Furthermore, the display control device of the present invention basically has a simple configuration using a down counter, an up counter, and ordinary logic elements, and there is no limit to the value n preset to the down counter. It can be applied regardless of the type of raster scanning monitor, that is, the number of display pixels (horizontal x vertical), and has the advantage of being highly versatile.

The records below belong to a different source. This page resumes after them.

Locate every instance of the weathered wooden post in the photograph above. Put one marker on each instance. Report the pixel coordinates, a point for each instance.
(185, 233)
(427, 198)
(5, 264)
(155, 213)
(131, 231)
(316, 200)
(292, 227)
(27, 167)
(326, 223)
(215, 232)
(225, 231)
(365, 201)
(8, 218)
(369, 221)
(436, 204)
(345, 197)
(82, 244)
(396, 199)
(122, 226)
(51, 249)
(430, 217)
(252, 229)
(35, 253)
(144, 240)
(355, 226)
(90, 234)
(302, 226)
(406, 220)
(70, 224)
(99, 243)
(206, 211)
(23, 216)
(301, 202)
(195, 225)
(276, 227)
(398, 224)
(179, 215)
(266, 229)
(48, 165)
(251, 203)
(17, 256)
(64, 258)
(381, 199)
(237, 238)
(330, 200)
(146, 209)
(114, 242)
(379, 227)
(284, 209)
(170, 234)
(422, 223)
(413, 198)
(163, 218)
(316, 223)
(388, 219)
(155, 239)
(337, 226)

[Brief explanation of the drawing]

FIG. 1 is a block diagram showing one embodiment of the present invention;
Fig. 2 is a block diagram showing a conventional example, Fig. 3 is a timing diagram of the conventional example, Figs. 4 A and B are explanatory diagrams of screen displays of the conventional example, and Fig. 5 is a screen according to an embodiment of the present invention. The explanatory diagram of the display, FIG. 6, is a timing diagram at a certain point in time of the circuit shown in FIG. 1... Image memory, 2... CRT, 3... Synchronization signal generation section, 4... Read address generation section, 5...
...Write address generator, 11... Down counter, 12... Up counter, 13... Decoder, 14... NOR circuit.

Claims (1)

[Scope of Claims] 1. In a raster scanning monitor equipped with a memory for storing data to be displayed, when data in the memory is rewritten, the entire screen is made blank, and then the non-display period of the screen is and controlling access to the memory so that data to be displayed during the blanking period of the monitor is stored in the memory, and newly stored data to be displayed is read from the memory to gradually expand the display area. A display control method for a monitor screen, characterized in that: 2 Equipped with a memory for storing data to be displayed,
In a device for controlling the screen display of a raster scanning monitor that performs screen display based on a synchronization signal from a built-in synchronization signal generator, when data in the memory is rewritten, the total number of scanning lines n of the monitor is preset. , a down counter that decrements by 1 each time data for one scanning line is written to the memory; and a count value of the down counter is preset based on a vertical synchronization signal supplied from the synchronization signal generation section; an up counter that is incremented by a horizontal synchronization signal supplied from a synchronization signal generator; a count value of this up counter is constantly detected; when the count value is smaller than n, reading from the memory is permitted; a memory access control unit that stops incrementing of the up counter and prohibits reading from the memory and at the same time allows writing to the memory when the up counter is incrementing; A display control device for a monitor screen, characterized in that only the rewritten data is read out and displayed, and the data is rewritten while an up counter is stopped incrementing.